Corn results discouraging
By MIKE CORN
OBERLIN -- Francis Moore had some unkind words about how the corn crop he was harvesting was doing.
Explicit, in fact. Pausing, he described it again.
"Not very well," he said of how the corn in a field south of Oberlin was producing.
Moore was busy Monday harvesting high-moisture corn, destined to be fed to cattle at Sauvage Feedyard near Oberlin.

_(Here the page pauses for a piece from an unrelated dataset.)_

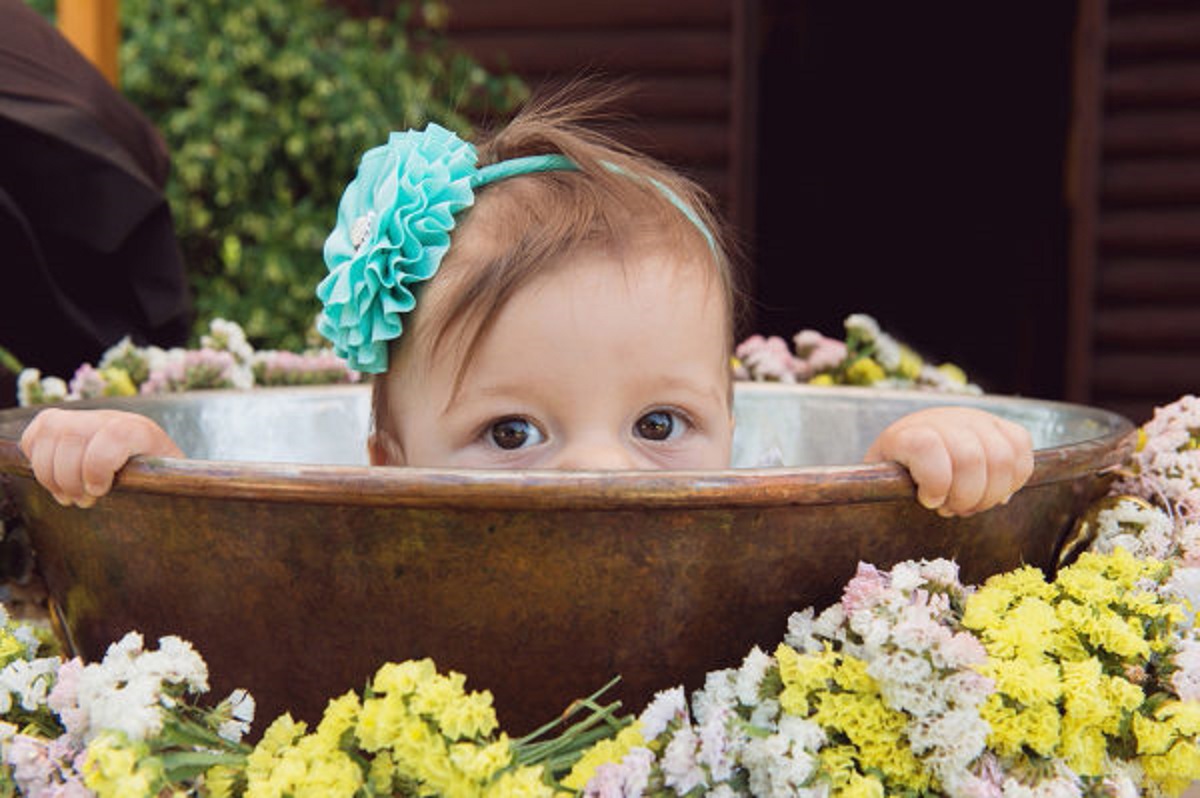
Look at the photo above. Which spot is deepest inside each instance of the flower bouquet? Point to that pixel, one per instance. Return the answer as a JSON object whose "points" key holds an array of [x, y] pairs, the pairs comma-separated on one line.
{"points": [[225, 359], [912, 684], [868, 357]]}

He's already cut approximately 400 acres of corn, all of it coming from dryland fields destined for the feedlot.
The dry weather this summer took its toll.
"There just wasn't anything," he said of the moisture necessary to get the corn growing. "You can't grow an ear of corn without some moisture."
On Monday, Moore was busy cutting back and forth, taking eight rows of corn at a time, before he could fill up the bin on his John Deere combine.
"Maybe 20," he said of how many bushels an acre the corn crop was yielding.
Even at $8 a bushel, that's only $160 an acre, and costs have to come out of that.
"It ought to be better than that," he said.
Much better, in fact.
Moore said he hasn't started cutting any of the irrigated corn.
"It looks good," he said. "We haven't sampled it any."
And they've already cut some of the corn for silage.
"The worst of it," Moore said of what was cut for silage. "We had some that the insurance adjuster adjusted at less than a bushel an acre."
While Moore said he had a good wheat crop this summer, he's concerned about conditions for the upcoming planting season.
"We still have the hope of getting a rain or two in the 15 days before any wheat goes in the ground," he said.